For reference closet counterpart to this would be the "wings of light" and Minovsky Drive System of the Gundam metaseries, engines that release what looks like pure light as a propellant.

• Just to clarify, are you looking for a mechanism/maths which would allow for light to be used as a propellant? or a proper design for a rocket? As a note, you would not be able to see the light from a photon rocket unless it was interacting with particles in the eject path, or if you are somehow in the blast zone of the light. – Shadowzee Aug 22 '19 at 1:44
• I would post a picture of a astronaut holding a flashlight, but apparently I can't put pictures into comments. – TheDyingOfLight Aug 22 '19 at 1:57
• Literally anything that can emit photons can act as a rocket in space for items of small enough mass, so "what it would take" to be useful is just a lot of photons. – stix Aug 22 '19 at 3:00

You can point any light source out the back of your ship and get some acceleration, but for all modern-day light-producing technologies the acceleration of the ship would be incredibly low. If you want to get decent acceleration your best bet would probably be matter-antimatter reactions powering a gamma ray laser, see the pdf of F. Winterberg's paper on the idea here and a shorter summary of his scheme here.
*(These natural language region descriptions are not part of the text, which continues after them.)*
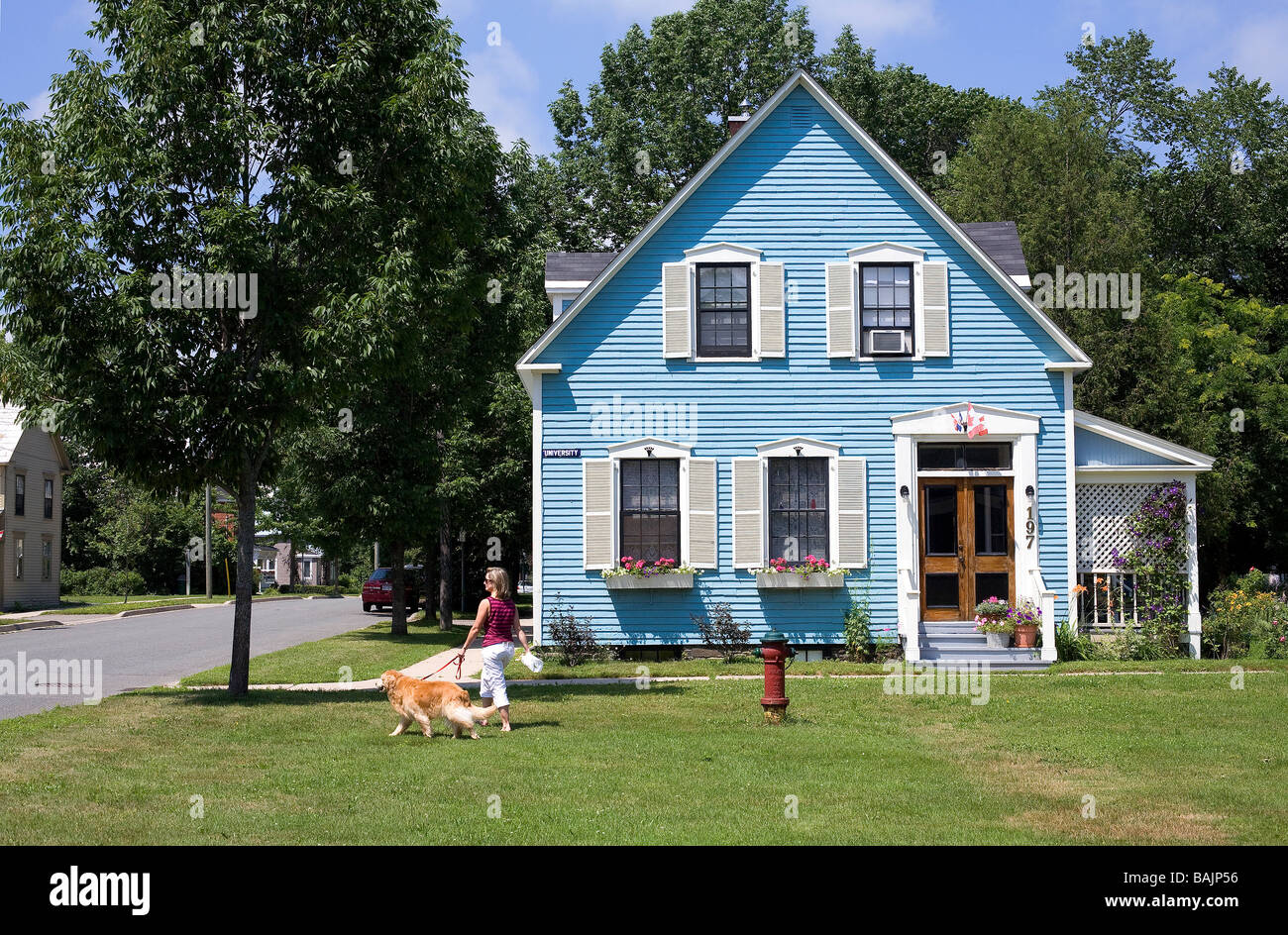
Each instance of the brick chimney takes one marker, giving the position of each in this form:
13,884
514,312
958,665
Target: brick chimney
735,121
The reason you want photons in the gamma ray frequency range is that the momentum $$p$$ of a photon is given by the equation $$p = \frac{hf}{c}$$ where $$h$$ is Planck's constant, $$f$$ is the frequency, and $$c$$ is the speed of light, so you want the frequency to be as high as possible so that the momentum added to the ship when it emits the photon (which is equal and opposite to the momentum of the photon, due to conservation of total momentum) will be as large as possible.